Tissue adhesives alone may be successful in treatment of corneal perforations and can eliminate the need for further surgical therapy. Success rates range from 44% in a study reported by Weiss et al. to as high as 79% in patients treated with fibrin glue and 86% in patients treated with cyanoacrylate glue for corneal perforations < 3mm at the three month follow-up visit reported by Sharma et al. Re-application of glue in the study performed by Sharmaet al. was required in about 30% of patients. Complications of cyanoacrylate glue may include corneal neovascularization, giant papillary conjunctivitis, elevated intraocular pressures, glaucoma and worsening of infectious keratitis. A trend towards lower enucleation rates (6% vs. 19%) was noted by Hirst et al. with the introduction of tissue adhesives.

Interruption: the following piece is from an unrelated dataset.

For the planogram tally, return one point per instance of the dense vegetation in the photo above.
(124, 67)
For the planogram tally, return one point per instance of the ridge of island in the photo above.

Amniotic membrane transplant in corneal ulcers have a 70 to 90% success rate in several small studies with a mean epithelial healing time of 3 to 4 weeks. A high risk for failure was reported in patients with corneal ulcers related to neurotrophic keratitis, ocular cicatricial pemphigoid, Stevens Johnson syndrome and rheumatoid arthritis.

Penetrating keratoplasty for perforated or predescemet corneal ulcers are effective at restoring integrity to the anterior chamber, saving the globe and providing useful vision. In a study by Jonas et al. improvement in post-operative best-corrected visual acuity was attained in 90% of eyes (mean follow-up 14.5 months) with approximately 17% requiring a second transplant for recurrent corneal ulcer. Corneal transplant rejection rates for penetrating keratoplasty are estimated at 20% with higher rates for peripherally placed grafts due to their proximity to limbal blood vessels and lymphatics. Lamellar keratoplasty are found to have lower rejection rates and can be a good option for peripherally located perforations. A study by Huang et al. found rejections rates for lamellar keratoplasty to be approximately 10% for peripheral corneal perforations.